Excellence et ouverture sociale

Les étudiants en CPES ont des profils assez spécifiques : ces bons, voire très bons élèves, ont souvent inscrit dans Parcoursup des vœux hétérogènes. Une part significative d’entre eux sont boursiers, la dimension sociale étant essentielle dans ce projet. « Ils sont curieux, persévérants et ambitieux. Il faut qu’ils aient une appétence pour les sciences, les sciences humaines et l’envie de découvrir de nouvelles disciplines », précise Ali Douai. Le CPES en trois ans n’a pas la même vocation que les prépas, qui visent la réussite aux concours en deux ans, ce qui crée une forte pression. Il n’en demeure pas moins qu’il s’agit « d’une formation d’excellence, d’un haut niveau intellectuel, avec un nombre d’heures de cours important – 800 par an contre 500 dans une licence universitaire classique », affirme Olivier Sassi. Ce programme implique une poursuite d’études, la licence CPES ne pouvant être une fin en soi.
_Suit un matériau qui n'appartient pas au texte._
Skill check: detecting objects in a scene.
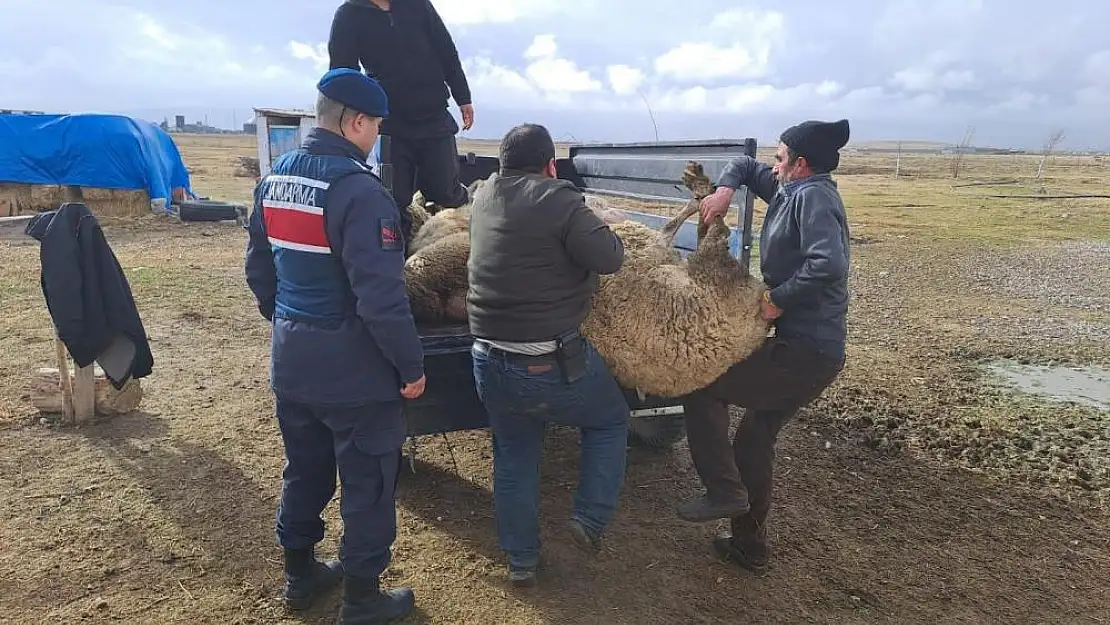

Les étudiants pourront accéder aux grandes écoles – ils y sont admis sur titre, mais doivent passer des épreuves orales ardues auxquelles le CPES prépare –, aux masters universitaires les plus prestigieux, français ou étrangers, aux IEP et aux écoles de journalisme. « Nous sommes en contact avec de nombreux responsables de grandes écoles qui accueilleront ces diplômés très favorablement », résume Olivier Sassi. Pour le moment, cette formation exige d’être encore rodée. « Nous la construisons chemin faisant », plaide Ali Douai. Les étudiants sont pleinement associés à son élaboration. « Nous avons toujours accordé beaucoup d’attention à la parole des élèves et nous souhaitions qu’il en aille de même dans le cadre du CPES », appuie Olivier Sassi. Chaque promotion (il y en a deux) élit deux délégués de classe qui font remonter un certain nombre de doléances. « En deuxième année (première promotion), nos enseignants de sciences politiques sont tous des spécialistes de géopolitique. Nous aurions aimé un enseignement plus diversifié et nous l’avons fait savoir », illustre Chloé, déléguée de classe. Message reçu. Tout sera entrepris pour faire évoluer l’enseignement dans cette discipline… l’an prochain.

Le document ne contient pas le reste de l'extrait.